Having studied this case very carefully and fully, I say that the case against the police cannot possibly be substantiated on either view of the facts.


I have not tried to establish any case against the police. I re-emphasise that. I said that this matter ought to be brought into the open because of the publicity which was against the police; it is right that it should be. I have not tried to establish any case against the police. I must make that quite clear.

Mr. Renton

I am very grateful to my hon. Friend, and he must forgive me if I gained a completely different impression both from the speech he has just made and from the questions he put at Question Time on two occasions.

The real point in this case, and in other cases like it, is that if Mr. or Mrs. Thompson consider that there was either a malicious prosecution or a wrongful arrest, they can take the matter to court by civil action. They have not done that. Neither have they made any complaint to either of the chief officers of police who might be considered to be concerned, namely, the Commissioner of the City Police and the Commissioner of the Metropolitan Police. There is a well-known, well-established disciplinary procedure for investigating complaints against police officers if those complaints are made to chief officers, who never hesitate to use that procedure when necessary.

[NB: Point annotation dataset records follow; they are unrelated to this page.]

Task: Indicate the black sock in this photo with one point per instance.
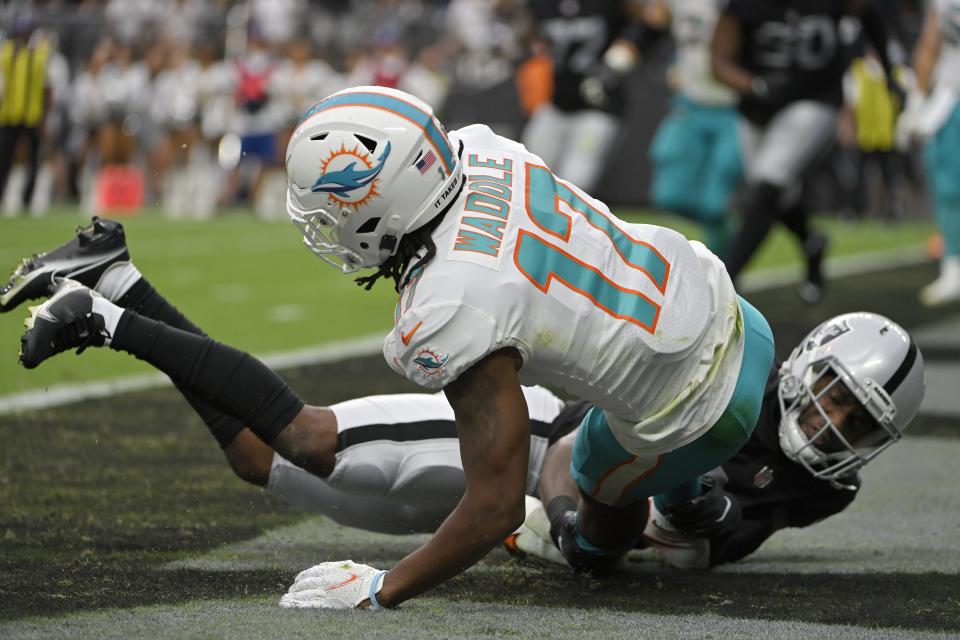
(147, 302)
(143, 298)
(796, 220)
(761, 209)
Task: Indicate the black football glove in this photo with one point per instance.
(599, 85)
(772, 89)
(715, 512)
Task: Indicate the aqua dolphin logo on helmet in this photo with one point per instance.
(430, 361)
(343, 182)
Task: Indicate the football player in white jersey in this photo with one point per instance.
(933, 114)
(506, 275)
(397, 468)
(695, 152)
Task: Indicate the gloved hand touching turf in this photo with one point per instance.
(334, 585)
(714, 512)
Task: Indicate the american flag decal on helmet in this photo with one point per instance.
(424, 163)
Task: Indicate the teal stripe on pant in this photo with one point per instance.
(596, 451)
(941, 157)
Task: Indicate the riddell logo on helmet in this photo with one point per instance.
(349, 176)
(439, 202)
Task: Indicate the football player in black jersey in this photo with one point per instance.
(786, 59)
(846, 393)
(593, 44)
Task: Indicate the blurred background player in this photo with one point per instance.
(695, 153)
(25, 96)
(845, 395)
(934, 116)
(592, 46)
(786, 61)
(878, 173)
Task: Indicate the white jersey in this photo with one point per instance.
(634, 318)
(947, 73)
(691, 24)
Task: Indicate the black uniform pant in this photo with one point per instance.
(10, 135)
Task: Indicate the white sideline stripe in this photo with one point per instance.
(369, 345)
(837, 267)
(65, 394)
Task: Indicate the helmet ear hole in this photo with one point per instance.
(369, 143)
(369, 226)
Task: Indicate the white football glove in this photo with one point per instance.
(334, 585)
(908, 128)
(533, 536)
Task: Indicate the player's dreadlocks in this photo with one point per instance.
(398, 265)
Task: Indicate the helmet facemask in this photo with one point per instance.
(367, 166)
(832, 451)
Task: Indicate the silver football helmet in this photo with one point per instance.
(365, 166)
(877, 362)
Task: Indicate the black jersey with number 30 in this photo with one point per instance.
(579, 33)
(796, 43)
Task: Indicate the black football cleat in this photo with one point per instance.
(580, 560)
(65, 321)
(84, 259)
(814, 249)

I felt that my hon. Friend, although ho. must correct me again if I have misunderstood him, was suggesting that, because the inspector refused the charge against Mr. Thompson, the two City officers were wrong in arresting him. That does not follow. There are many occasions when police constables feel obliged to arrest or report a person because of his behaviour but the superior officer, the officer in charge of the station, decides after carefully considering the matter that the charge should not be pursued.

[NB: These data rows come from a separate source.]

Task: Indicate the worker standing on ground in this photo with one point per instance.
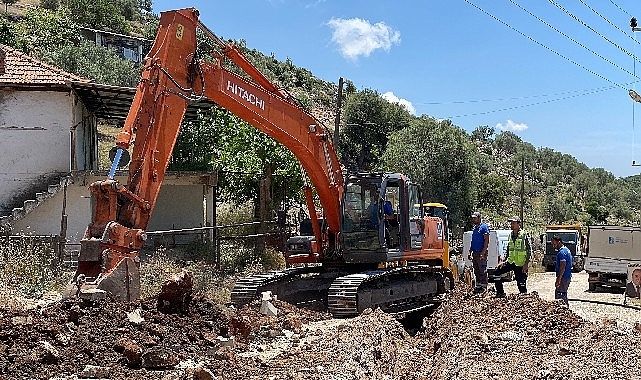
(517, 259)
(478, 251)
(563, 269)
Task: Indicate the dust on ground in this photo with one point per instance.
(468, 337)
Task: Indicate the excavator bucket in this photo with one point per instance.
(121, 281)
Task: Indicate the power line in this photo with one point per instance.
(609, 22)
(581, 92)
(577, 19)
(544, 46)
(621, 9)
(571, 39)
(529, 105)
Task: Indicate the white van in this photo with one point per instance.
(497, 246)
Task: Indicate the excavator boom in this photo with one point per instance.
(172, 77)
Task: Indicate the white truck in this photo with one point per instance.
(609, 252)
(572, 239)
(497, 247)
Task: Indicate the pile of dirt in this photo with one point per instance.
(468, 337)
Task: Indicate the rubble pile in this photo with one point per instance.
(468, 337)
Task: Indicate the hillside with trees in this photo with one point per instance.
(496, 172)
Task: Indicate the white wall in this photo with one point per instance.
(179, 205)
(34, 133)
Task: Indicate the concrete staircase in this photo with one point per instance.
(29, 205)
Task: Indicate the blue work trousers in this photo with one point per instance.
(480, 269)
(519, 276)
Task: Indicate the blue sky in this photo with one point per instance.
(556, 72)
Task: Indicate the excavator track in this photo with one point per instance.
(395, 290)
(280, 283)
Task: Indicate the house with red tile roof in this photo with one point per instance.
(45, 130)
(48, 135)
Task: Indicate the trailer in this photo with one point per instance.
(572, 239)
(610, 250)
(497, 246)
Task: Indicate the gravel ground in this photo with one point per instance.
(468, 337)
(543, 284)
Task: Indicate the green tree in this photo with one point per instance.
(99, 14)
(492, 191)
(7, 3)
(43, 31)
(95, 62)
(598, 212)
(51, 5)
(220, 141)
(368, 121)
(439, 157)
(7, 32)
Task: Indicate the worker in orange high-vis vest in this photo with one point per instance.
(517, 259)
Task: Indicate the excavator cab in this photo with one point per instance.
(378, 223)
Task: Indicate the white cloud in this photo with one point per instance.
(357, 37)
(390, 97)
(511, 126)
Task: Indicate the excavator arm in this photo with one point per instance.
(172, 77)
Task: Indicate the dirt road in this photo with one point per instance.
(543, 284)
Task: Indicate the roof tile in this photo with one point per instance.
(21, 69)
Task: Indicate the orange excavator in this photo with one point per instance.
(369, 244)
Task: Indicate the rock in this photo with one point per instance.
(201, 373)
(175, 293)
(130, 350)
(267, 308)
(95, 372)
(92, 295)
(22, 320)
(47, 353)
(159, 358)
(136, 316)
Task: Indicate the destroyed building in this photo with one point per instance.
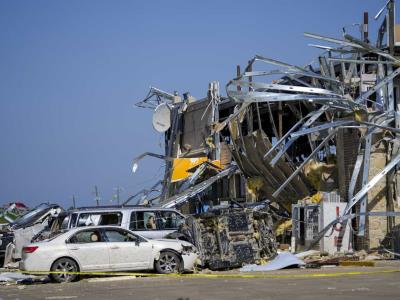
(320, 142)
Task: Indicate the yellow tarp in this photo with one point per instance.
(182, 165)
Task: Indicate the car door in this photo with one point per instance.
(90, 250)
(145, 223)
(168, 222)
(128, 251)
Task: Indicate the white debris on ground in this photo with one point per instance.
(283, 260)
(19, 278)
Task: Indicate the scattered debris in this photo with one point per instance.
(282, 261)
(19, 278)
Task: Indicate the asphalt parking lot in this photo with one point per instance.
(380, 282)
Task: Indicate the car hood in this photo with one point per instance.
(168, 243)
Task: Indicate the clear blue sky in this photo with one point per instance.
(71, 71)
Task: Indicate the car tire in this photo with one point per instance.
(168, 263)
(64, 265)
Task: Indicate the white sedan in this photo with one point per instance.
(106, 248)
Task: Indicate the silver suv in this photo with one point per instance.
(150, 222)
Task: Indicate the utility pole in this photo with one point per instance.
(118, 189)
(97, 196)
(73, 201)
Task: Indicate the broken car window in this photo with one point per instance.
(87, 236)
(94, 219)
(119, 236)
(143, 220)
(170, 220)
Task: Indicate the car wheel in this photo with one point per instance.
(168, 263)
(66, 265)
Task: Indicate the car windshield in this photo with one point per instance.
(32, 214)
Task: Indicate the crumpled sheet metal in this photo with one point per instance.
(283, 260)
(19, 278)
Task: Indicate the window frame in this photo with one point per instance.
(69, 240)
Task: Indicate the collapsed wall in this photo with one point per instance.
(331, 126)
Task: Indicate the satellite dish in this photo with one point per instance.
(162, 118)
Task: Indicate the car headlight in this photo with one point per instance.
(188, 249)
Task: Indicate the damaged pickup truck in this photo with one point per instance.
(21, 232)
(228, 237)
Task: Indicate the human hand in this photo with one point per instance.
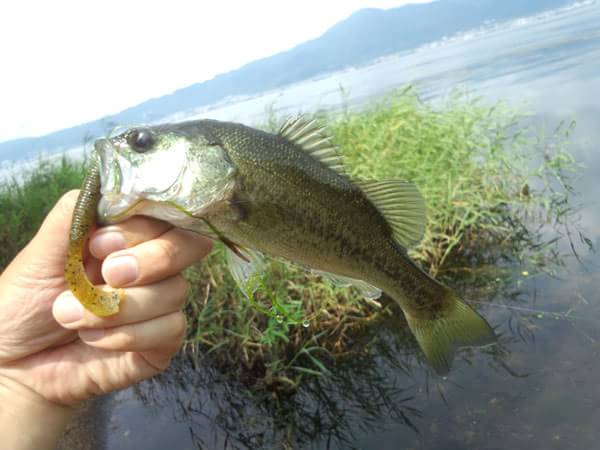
(53, 350)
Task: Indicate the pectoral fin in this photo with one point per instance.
(247, 267)
(367, 290)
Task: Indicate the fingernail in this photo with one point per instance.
(91, 335)
(104, 243)
(120, 270)
(67, 309)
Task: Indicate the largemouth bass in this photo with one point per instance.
(287, 195)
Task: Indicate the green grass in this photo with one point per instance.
(25, 200)
(494, 186)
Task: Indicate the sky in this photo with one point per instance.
(64, 62)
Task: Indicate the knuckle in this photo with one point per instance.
(179, 325)
(127, 339)
(181, 288)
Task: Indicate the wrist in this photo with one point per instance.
(28, 420)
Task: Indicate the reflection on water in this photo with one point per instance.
(536, 389)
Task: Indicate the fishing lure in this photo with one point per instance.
(94, 299)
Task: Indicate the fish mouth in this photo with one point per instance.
(121, 196)
(113, 205)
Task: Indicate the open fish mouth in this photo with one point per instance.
(122, 184)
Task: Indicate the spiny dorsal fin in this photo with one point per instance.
(402, 205)
(313, 139)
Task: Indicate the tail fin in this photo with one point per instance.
(458, 326)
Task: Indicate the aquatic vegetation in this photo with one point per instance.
(498, 193)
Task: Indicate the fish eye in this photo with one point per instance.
(140, 140)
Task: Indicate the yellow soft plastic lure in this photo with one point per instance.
(94, 299)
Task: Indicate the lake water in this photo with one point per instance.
(540, 390)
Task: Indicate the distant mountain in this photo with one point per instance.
(365, 35)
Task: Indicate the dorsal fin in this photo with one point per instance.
(402, 205)
(314, 140)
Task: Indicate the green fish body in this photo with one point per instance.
(287, 195)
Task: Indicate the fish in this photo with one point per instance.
(288, 195)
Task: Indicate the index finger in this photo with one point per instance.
(131, 232)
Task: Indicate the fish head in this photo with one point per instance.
(169, 172)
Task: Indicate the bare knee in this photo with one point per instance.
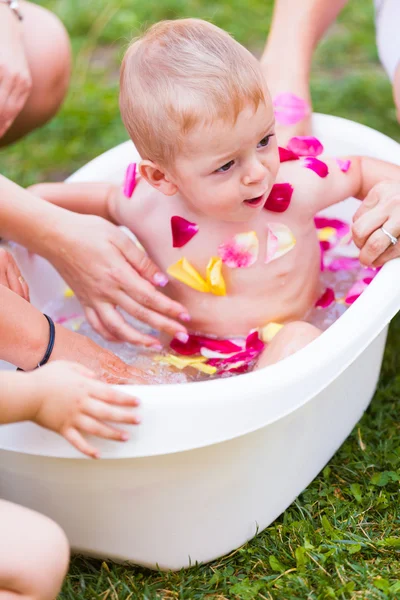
(290, 339)
(48, 53)
(35, 561)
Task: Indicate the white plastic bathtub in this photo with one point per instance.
(213, 462)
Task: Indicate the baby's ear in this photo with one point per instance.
(157, 177)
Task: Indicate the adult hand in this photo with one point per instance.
(381, 207)
(106, 270)
(15, 77)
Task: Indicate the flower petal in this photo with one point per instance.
(130, 180)
(184, 272)
(285, 155)
(343, 164)
(279, 197)
(280, 241)
(327, 298)
(241, 251)
(304, 145)
(290, 109)
(319, 167)
(182, 231)
(268, 332)
(215, 278)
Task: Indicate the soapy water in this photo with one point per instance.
(66, 311)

That does not mean that the officers who report the matter are in the wrong. On the contrary, they may well have had a duty to report the matter and they might be failing in their duty if they did not do so. Nor does the making of an apology indicate any fault on the part of the police.

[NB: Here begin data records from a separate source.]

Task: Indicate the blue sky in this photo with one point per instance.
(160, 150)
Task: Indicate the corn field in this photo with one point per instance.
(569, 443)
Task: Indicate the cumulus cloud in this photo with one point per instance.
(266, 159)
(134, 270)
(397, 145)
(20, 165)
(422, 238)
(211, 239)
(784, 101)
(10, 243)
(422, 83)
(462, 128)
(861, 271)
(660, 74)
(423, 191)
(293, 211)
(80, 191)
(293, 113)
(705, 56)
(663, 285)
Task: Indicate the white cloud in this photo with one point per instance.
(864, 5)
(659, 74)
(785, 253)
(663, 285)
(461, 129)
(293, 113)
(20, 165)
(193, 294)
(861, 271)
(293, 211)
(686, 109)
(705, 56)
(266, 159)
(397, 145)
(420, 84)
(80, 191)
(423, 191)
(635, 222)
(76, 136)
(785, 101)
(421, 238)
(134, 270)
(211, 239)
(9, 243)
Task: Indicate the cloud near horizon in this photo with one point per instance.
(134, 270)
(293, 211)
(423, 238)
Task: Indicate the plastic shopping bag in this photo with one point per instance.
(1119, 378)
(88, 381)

I am at a loss to understand, even now, my hon. Friend's precise purpose in raising this matter, but I have done my best to give him the facts as they are known to the police and as they have been passed on to me. On those facts, I cannot find that the police have done anything wrong or anything contrary to approved and established practice. It seems to me that the police officers appear to have done their duty. I am sorry that my hon. Friend feels about the case as he does and I am afraid that on this occasion I am unable to express any sympathy with his point of view.

Mr. Burden

My hon. and learned Friend must not get the idea that there is some sort of vendetta on the ground that the action of the police under any circumstances is sacrosanct. If it is felt, as it has been implied in national newspapers, that police officers have behaved incorrectly, I believe it to be in the interests of the police, and of the public, particularly when there is little or no opportunity of testing the case in court, that the facts should be made known.

I have no brief for Mr. Thompson or anybody else who drinks while in charge of a car, but the implication in the Press, which was read by many people, was leading to disquiet. In the circumstances, I am quite happy with the reply which my hon. and learned Friend has given

Mr. Renton

I am obliged to my hon. Friend.

Question put and agreed to.

Adjourned accordingly at six minutes to Twelve o'clock.